In the Cat Fancy Persians were becoming so extreme that their nose leathers were between their eyes! So the breed standard was changed, voted on and put into practice that the top of the nose leather should not be above the bottom of the eye line - yet still persians were being put up who had nose leathers above the bottom of the eye line. 

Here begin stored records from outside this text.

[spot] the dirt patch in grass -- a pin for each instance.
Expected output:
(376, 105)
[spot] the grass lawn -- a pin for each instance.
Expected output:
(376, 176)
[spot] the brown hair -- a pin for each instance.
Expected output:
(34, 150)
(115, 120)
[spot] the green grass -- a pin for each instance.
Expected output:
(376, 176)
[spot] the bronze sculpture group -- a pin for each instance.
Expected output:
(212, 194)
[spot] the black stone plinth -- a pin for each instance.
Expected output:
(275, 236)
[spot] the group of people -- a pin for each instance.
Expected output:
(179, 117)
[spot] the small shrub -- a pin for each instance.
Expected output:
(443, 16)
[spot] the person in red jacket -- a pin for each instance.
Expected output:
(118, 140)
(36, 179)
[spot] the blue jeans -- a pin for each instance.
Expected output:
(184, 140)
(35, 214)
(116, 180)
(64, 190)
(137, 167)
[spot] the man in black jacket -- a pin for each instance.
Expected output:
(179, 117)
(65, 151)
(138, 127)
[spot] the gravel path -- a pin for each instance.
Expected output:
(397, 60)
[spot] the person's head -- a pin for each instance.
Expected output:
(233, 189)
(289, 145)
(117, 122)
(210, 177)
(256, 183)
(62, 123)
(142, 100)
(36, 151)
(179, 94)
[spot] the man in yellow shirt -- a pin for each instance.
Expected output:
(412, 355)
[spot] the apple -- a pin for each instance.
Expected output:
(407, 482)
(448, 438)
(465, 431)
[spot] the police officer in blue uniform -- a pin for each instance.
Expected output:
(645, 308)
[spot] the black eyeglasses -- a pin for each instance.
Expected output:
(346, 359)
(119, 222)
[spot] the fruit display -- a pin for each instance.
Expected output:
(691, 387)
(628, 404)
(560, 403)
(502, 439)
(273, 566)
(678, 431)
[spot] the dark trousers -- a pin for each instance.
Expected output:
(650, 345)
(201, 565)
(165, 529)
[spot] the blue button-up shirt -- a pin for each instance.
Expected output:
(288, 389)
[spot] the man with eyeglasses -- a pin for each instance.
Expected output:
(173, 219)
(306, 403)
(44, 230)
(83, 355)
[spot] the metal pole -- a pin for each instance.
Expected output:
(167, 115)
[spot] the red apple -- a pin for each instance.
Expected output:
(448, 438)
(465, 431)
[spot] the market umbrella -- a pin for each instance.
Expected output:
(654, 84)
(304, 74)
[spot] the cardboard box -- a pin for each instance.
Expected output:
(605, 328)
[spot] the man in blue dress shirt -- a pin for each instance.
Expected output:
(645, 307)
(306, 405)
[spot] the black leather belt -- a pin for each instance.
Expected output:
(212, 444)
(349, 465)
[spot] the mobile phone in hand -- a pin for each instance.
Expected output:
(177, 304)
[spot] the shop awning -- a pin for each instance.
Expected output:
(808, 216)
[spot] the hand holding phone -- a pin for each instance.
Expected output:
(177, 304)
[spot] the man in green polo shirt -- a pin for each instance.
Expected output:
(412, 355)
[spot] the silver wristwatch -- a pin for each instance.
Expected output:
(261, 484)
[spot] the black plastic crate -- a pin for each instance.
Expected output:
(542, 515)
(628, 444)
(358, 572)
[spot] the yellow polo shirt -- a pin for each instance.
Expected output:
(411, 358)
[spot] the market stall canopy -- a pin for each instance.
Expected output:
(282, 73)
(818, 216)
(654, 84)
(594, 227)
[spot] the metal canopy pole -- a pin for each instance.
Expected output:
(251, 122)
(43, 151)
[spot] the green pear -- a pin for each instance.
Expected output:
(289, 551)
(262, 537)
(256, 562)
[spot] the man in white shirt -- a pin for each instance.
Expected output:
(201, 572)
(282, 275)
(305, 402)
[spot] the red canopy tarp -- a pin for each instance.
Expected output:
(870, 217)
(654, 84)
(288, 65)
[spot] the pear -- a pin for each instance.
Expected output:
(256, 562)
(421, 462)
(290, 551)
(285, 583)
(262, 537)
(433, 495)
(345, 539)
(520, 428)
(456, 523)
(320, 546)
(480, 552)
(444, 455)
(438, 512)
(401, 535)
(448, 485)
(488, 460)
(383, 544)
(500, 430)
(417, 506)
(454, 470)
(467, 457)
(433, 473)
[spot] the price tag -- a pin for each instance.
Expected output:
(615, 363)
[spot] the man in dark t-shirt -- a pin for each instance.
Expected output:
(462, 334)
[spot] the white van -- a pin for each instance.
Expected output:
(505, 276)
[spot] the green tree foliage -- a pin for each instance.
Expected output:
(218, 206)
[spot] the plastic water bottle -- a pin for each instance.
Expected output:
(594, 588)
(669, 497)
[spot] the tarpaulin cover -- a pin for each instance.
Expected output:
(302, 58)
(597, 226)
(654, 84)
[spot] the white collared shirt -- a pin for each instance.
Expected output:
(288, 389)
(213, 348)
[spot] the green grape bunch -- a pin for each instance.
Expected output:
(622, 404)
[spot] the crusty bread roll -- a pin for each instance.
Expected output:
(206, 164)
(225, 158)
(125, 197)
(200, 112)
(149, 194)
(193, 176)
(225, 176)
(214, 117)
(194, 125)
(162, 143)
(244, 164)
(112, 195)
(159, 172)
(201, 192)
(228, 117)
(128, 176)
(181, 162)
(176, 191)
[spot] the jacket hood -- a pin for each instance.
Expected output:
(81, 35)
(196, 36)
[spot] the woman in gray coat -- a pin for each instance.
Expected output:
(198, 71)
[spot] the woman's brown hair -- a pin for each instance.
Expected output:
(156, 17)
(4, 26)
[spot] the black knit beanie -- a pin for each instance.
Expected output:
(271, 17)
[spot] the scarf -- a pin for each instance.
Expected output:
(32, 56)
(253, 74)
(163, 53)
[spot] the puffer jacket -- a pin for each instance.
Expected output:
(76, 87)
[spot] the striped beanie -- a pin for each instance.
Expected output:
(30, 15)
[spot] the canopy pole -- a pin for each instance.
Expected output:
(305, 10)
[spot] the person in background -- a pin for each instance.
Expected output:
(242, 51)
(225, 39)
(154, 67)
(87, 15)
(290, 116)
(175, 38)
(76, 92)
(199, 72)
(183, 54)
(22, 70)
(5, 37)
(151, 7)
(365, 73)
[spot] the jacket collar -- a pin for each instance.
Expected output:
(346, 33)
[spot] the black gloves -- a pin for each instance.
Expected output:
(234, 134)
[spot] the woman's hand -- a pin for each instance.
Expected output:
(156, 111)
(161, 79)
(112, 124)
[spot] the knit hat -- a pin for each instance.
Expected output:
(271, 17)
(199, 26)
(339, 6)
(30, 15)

I've no doubt whatsoever that the same thing happens in dog shows and I firmly believe that breed societies should be looking at these judges and taking them off their judging list, so they can't judge those animals.


----------



## selina20 (May 28, 2008)

feorag said:


> Breed standards to confirm to the ideal, but they can all be read differently by a judge. Then there are the judges who 'prefer' a certain type and put that animal up, whether it adheres to the standard or not.
> 
> In the Cat Fancy Persians were becoming so extreme that their nose leathers were between their eyes! So the breed standard was changed, voted on and put into practice that the top of the nose leather should not be above the bottom of the eye line - yet still persians were being put up who had nose leathers above the bottom of the eye line.
> 
> I've no doubt whatsoever that the same thing happens in dog shows and I firmly believe that breed societies should be looking at these judges and taking them off their judging list, so they can't judge those animals.


I agree with this completely. When we showed our English Setters it depended completely on which judge it was whether we went through or not. The bloodline we used is still doing well at Crufts but still its dependent on which judge whether they go through or not.


----------



## em_40 (Sep 29, 2010)

Kare said:


> SpiritSerpents said:
> 
> 
> > There are certain breeds that I feel should be banned from being shown.
> ...


----------



## Kat91 (Sep 19, 2008)

JPP said:


> some breed standards are unhealthy
> breed standards are whatever they want them to be thats the problem.


Like the German Shepherd breed standard...for showing, they are required to look like this:



















see how the back legs/hips drop down? that is NOT healthy and causes a lot of hip/spine problems for dogs with this 'drop', later on in life. Any purebred shepherd that doesn't showcase this 'drop' will not qualify in the showing ring. Utter shite and just wrong...


----------



## SpiritSerpents (Mar 20, 2011)

Kare said:


> Mentioning German Shepherds does smack of watching that famous programme.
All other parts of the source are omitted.